Scientific classification
- Kingdom: Plantae
- Clade: Tracheophytes
- Clade: Angiosperms
- Clade: Eudicots
- Clade: Asterids
- Order: Boraginales
- Family: Hydrophyllaceae
- Genus: Phacelia
- Species: P. vallis-mortae
- Binomial name: Phacelia vallis-mortae J.Voss

= Phacelia vallis-mortae =

- Genus: Phacelia
- Species: vallis-mortae
- Authority: J.Voss
- Conservation status: G5

Species of plant

Phacelia vallis-mortae is a species of flowering plant in the family Hydrophyllaceae, known by the common name Death Valley phacelia. It is native to the southwestern United States, where it grows in deserts such as Death Valley, and mountain, plateau, and valley scrub habitat.

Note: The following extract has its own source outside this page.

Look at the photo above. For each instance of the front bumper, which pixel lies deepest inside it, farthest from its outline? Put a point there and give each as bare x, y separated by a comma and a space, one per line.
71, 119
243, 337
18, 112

It is an annual herb growing up to 60 centimeters tall with a branching or unbranched stem. It is coated in soft and stiff hairs. The leaves are up to 8 centimeters long and most are compound, divided into smaller leaflets lined with teeth or lobes. The hairy inflorescence is a one-sided curving or coiling cyme of bell-shaped flowers. Each flower 1 to 1.5 centimeters long and a shade of lavender or purple, surrounded by a calyx of narrow sepals coated in long hairs.